Let Main Street Compete With Internet Giants
Exempting Internet purchases from sales tax never made sense
March 28, 2013
It's no secret that state governments need all the revenues they can get. Five years after the financial crisis, states are still struggling to close huge budget gaps, forcing harsh ongoing cuts to education, infrastructure, and social services. This is not a moment for states to be letting billions of dollars in revenue slip through their fingers every year by failing to tax online sales. In fact, exempting Internet purchases from sales taxes has never made sense.
So it is great news that the U.S. Senate recently voted by a sizeable majority to move toward closing this loophole by empowering states to collect taxes for online sales. If this legislation is enacted by Congress, it will mean higher revenues for states and, maybe just as important, reduce the unfair advantage that Internet retailers have over brick-and-mortar merchants.
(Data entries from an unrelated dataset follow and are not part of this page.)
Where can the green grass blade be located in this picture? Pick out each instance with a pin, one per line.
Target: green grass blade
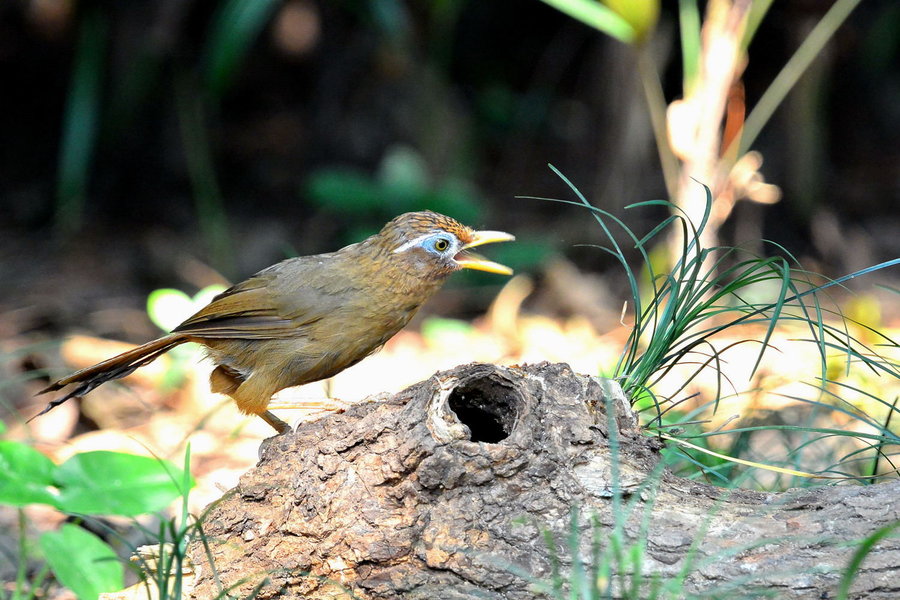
(594, 14)
(853, 567)
(795, 67)
(233, 30)
(689, 21)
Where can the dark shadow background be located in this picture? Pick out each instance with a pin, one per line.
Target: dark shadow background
(339, 115)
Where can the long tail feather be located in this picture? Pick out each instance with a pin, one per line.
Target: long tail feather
(116, 367)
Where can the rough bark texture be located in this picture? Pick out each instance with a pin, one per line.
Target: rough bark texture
(445, 491)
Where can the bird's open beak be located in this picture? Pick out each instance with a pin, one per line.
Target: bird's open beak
(470, 260)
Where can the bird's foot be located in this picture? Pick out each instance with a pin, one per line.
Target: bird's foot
(277, 424)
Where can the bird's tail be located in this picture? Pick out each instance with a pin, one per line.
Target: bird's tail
(116, 367)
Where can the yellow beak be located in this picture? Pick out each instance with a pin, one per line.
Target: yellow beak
(470, 260)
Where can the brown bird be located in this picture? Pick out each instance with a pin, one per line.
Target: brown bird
(308, 318)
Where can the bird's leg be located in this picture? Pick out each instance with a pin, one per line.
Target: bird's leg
(279, 425)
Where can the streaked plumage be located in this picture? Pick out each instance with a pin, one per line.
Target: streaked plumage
(310, 317)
How much revenue are we talking about? According to the National Retail Federation, a stunning $24 billion in potential tax revenues from online sales goes uncollected every year. That's a big number, and many cash-starved states are taking a major hit. For instance, Michigan lost over $400 million in potential revenue in 2010, the same year that it made a number of harsh budget cuts in the face of a $1.5 billion deficit.
Various states have already moved to collect Internet sales taxes, including Connecticut. Action by Congress would facilitate and speed along that trend. It's hard to say how much more revenue will ultimately end up in the coffers of state treasuries, but every dollar makes a difference.
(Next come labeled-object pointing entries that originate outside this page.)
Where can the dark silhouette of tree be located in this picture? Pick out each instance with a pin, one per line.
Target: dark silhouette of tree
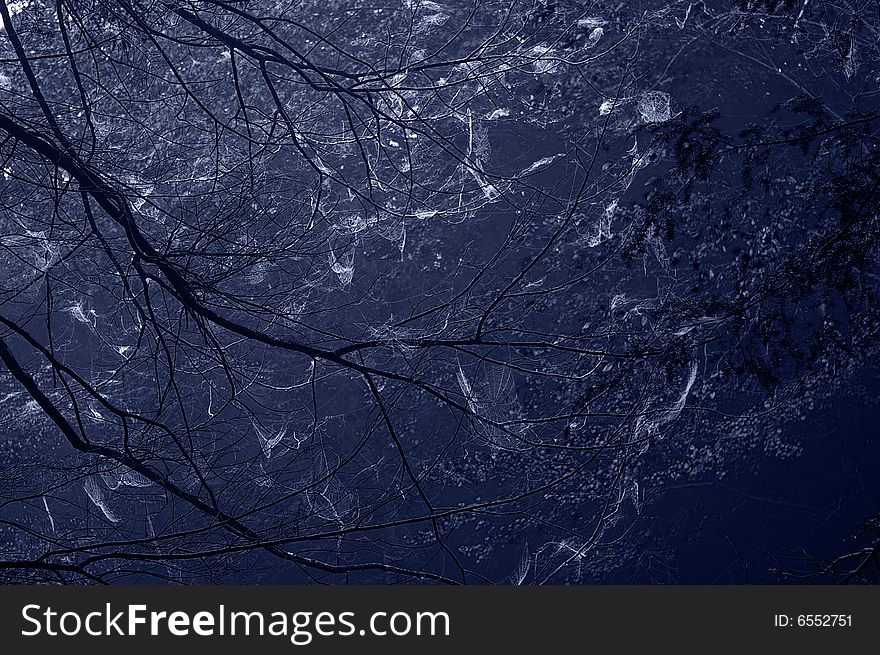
(336, 293)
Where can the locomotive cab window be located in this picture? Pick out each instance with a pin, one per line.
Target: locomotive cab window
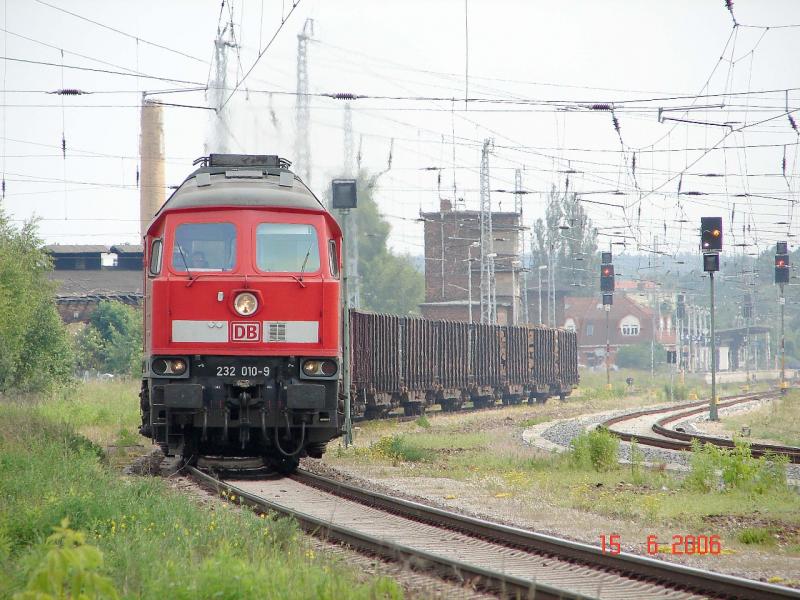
(287, 248)
(204, 247)
(155, 257)
(333, 257)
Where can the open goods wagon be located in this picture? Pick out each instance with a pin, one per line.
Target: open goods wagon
(414, 362)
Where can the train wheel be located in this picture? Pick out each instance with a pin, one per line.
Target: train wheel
(412, 409)
(285, 465)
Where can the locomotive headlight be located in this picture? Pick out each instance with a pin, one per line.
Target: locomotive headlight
(320, 368)
(169, 367)
(178, 366)
(245, 304)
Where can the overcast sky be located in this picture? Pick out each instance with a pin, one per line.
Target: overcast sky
(535, 69)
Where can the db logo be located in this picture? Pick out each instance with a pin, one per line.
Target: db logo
(246, 332)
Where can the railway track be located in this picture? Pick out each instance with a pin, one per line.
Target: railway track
(672, 439)
(511, 562)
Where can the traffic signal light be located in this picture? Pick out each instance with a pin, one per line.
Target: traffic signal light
(680, 309)
(606, 278)
(710, 263)
(782, 268)
(711, 234)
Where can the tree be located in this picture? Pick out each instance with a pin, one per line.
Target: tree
(567, 241)
(637, 356)
(35, 350)
(112, 341)
(388, 283)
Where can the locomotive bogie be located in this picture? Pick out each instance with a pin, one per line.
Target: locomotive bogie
(242, 315)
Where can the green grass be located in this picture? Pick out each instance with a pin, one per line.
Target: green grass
(756, 535)
(472, 448)
(597, 449)
(155, 542)
(778, 420)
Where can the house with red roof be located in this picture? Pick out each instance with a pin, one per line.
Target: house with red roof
(629, 322)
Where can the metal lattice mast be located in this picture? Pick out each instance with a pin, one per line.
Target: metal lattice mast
(487, 243)
(349, 158)
(302, 151)
(518, 210)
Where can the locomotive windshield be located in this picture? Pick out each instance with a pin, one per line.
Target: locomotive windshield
(204, 247)
(287, 248)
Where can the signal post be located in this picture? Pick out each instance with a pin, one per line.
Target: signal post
(344, 197)
(607, 289)
(711, 245)
(782, 272)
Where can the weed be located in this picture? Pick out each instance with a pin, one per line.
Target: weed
(756, 535)
(423, 422)
(702, 475)
(525, 423)
(596, 449)
(155, 542)
(637, 463)
(398, 448)
(70, 569)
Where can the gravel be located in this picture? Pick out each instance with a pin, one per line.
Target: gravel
(564, 432)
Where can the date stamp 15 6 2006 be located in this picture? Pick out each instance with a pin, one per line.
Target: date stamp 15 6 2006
(697, 545)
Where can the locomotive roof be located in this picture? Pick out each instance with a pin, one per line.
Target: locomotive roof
(244, 184)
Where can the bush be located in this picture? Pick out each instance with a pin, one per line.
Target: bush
(35, 349)
(755, 535)
(737, 467)
(112, 341)
(398, 448)
(597, 449)
(637, 356)
(155, 541)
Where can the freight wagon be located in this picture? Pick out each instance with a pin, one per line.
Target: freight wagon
(412, 363)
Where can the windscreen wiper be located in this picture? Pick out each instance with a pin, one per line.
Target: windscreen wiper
(185, 264)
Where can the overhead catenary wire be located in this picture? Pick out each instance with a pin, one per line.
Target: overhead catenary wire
(120, 32)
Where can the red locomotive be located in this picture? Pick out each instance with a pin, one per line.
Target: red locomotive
(242, 315)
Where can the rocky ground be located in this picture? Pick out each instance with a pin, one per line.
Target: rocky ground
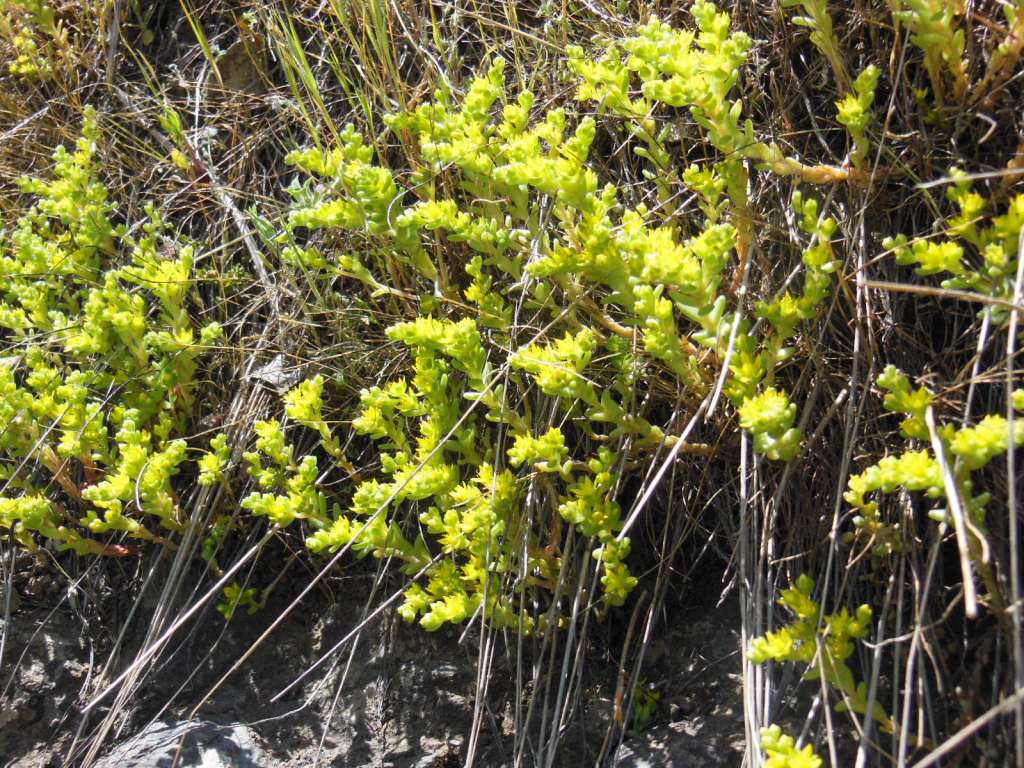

Anyway, what we can say for sure is that online sales taxes are helpful to brick-and-mortar merchants, and that's a good thing for a bunch of reasons. Physical stores play an important role in communities by providing local jobs and opportunities for social interaction. When you shop on Main Street, as opposed to on Amazon, you're more likely to know your neighbors, or even see them behind the counter.
Internet retailing poses enough of a threat to Main Street without enjoying a tax advantage. So let's hope such breaks become a distant memory sooner rather than later.
One note of caution: Opponents of the legislation in Congress, including eBay—which represents myriad small online proprietors—have raised important red flags about the challenges of complying with online sales tax laws. These concerns need to be addressed. The last thing Congress wants to do is inadvertently empower Amazon vis-à-vis small online retailers even as it tries to rein in that Internet giant.